The Hanta Road (ハンタ道) is a historical road in the southern part of Okinawa Island, Japan. During the Gusuku period (14th to 17th century), it served as the major route for travel between Shuri Castle, the royal court of the Ryukyu Kingdom, and the gusuku (castles) of Nakagusuku and Katsuren.

==History==
The Hanta Road served as a transportation artery from Shuri via Nakagusuku to Katsuren. The road passes along the edge of a hill on the eastern side of Okinawa Island at an elevation of 100–160 meters, overlooking the Pacific Ocean for most of the way. Hanta (ハンタ) is Okinawan for "cliff", referring to the route's proximity to the seashore.

While the exact date of construction is unclear, the road is believed to have been created in the early part of the 14th century, when the main part of Nakagusuku Castle was built. From the 15th century, the gusuku castles along the road were often contested, and during the reign of King Shō Taikyū and the Gosamaru-Amawari Rebellion of 1458, when the aji of Shuri, Nakagusuku and Katsuren fought for control, armies traveled along it.
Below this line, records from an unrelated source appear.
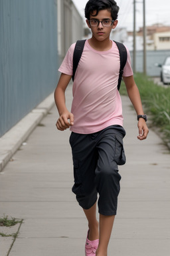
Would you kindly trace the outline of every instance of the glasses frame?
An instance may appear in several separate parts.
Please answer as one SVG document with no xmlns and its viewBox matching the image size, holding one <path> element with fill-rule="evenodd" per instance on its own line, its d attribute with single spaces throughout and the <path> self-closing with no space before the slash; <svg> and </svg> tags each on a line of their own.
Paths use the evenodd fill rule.
<svg viewBox="0 0 170 256">
<path fill-rule="evenodd" d="M 97 22 L 98 22 L 98 24 L 97 24 L 97 25 L 96 26 L 96 25 L 91 25 L 91 20 L 95 20 L 95 21 L 96 21 Z M 88 20 L 88 22 L 89 22 L 89 23 L 90 23 L 90 26 L 91 27 L 98 27 L 99 26 L 99 24 L 100 24 L 100 23 L 101 22 L 101 24 L 102 24 L 102 25 L 103 26 L 103 27 L 111 27 L 112 25 L 113 25 L 113 23 L 114 23 L 114 22 L 115 21 L 114 19 L 112 20 L 112 21 L 110 21 L 110 20 L 106 20 L 106 21 L 98 21 L 97 19 L 89 19 Z M 110 24 L 110 25 L 109 25 L 109 26 L 105 26 L 104 24 L 103 24 L 103 22 L 104 22 L 104 21 L 112 21 L 112 23 Z"/>
</svg>

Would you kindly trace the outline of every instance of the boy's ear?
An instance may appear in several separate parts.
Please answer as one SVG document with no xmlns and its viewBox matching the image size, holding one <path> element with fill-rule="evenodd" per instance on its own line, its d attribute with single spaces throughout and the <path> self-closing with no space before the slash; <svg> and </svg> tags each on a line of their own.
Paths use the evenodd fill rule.
<svg viewBox="0 0 170 256">
<path fill-rule="evenodd" d="M 112 29 L 113 29 L 116 28 L 116 27 L 117 26 L 118 23 L 118 19 L 116 19 L 116 21 L 114 21 L 114 23 L 113 23 L 113 25 L 112 25 Z"/>
<path fill-rule="evenodd" d="M 87 23 L 87 25 L 88 26 L 89 29 L 91 29 L 91 26 L 90 26 L 90 23 L 89 23 L 89 21 L 88 21 L 88 19 L 86 19 L 86 23 Z"/>
</svg>

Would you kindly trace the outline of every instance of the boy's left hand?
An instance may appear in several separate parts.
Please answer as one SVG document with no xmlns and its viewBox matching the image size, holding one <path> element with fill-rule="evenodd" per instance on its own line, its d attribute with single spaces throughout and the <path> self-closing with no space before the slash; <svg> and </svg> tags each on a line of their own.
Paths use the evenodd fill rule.
<svg viewBox="0 0 170 256">
<path fill-rule="evenodd" d="M 137 127 L 139 129 L 137 139 L 140 141 L 146 139 L 149 133 L 149 129 L 147 128 L 145 121 L 143 118 L 139 119 Z"/>
</svg>

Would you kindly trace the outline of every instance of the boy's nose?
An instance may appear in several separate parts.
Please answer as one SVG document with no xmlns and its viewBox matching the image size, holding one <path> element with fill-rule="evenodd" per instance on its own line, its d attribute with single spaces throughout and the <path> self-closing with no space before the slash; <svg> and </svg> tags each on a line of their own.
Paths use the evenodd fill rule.
<svg viewBox="0 0 170 256">
<path fill-rule="evenodd" d="M 98 27 L 99 28 L 102 28 L 104 27 L 101 21 L 99 21 Z"/>
</svg>

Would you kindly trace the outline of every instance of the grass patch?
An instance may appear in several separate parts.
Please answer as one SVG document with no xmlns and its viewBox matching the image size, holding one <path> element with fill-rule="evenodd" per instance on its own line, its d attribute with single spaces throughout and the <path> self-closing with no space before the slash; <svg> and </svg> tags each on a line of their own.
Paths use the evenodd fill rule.
<svg viewBox="0 0 170 256">
<path fill-rule="evenodd" d="M 8 235 L 8 234 L 5 234 L 4 233 L 0 232 L 0 235 L 3 237 L 16 237 L 17 233 Z"/>
<path fill-rule="evenodd" d="M 144 111 L 149 115 L 153 127 L 159 128 L 164 139 L 170 142 L 170 87 L 157 85 L 143 74 L 134 75 L 139 89 Z M 126 87 L 122 83 L 120 93 L 126 95 Z"/>
<path fill-rule="evenodd" d="M 21 222 L 22 220 L 19 220 L 15 218 L 9 219 L 8 216 L 5 215 L 4 215 L 3 218 L 0 218 L 0 226 L 1 227 L 11 227 Z"/>
</svg>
Shō Taikyū's eventual victory over both Gosamaru and Amawari led to the destruction of Katsuren Castle and gave the Ryūkyū Kingdom firm control of the entire road.

Furthermore, during the Second Shō Dynasty from the late 15th century onward, as part of the development of a road network centered on Shuri for the transmission of royal orders and supplies, the road became part of the Nakagami-hō Tōkaidō (中頭方東海道) post road, with the name indicating a function similar to the Tōkaidō road in mainland Japan, connecting the various magistrates. However, with the establishment of Ginowan Magiri in 1671, the Nakagashira Tōkaidō Road began passing through the newly established Ginowan Magiri from Nishihara Magiri, and the Nakagusuku Hanta Road ceased to function as a post road. Thereafter, it was used as a daily route connecting local settlements and magistrates.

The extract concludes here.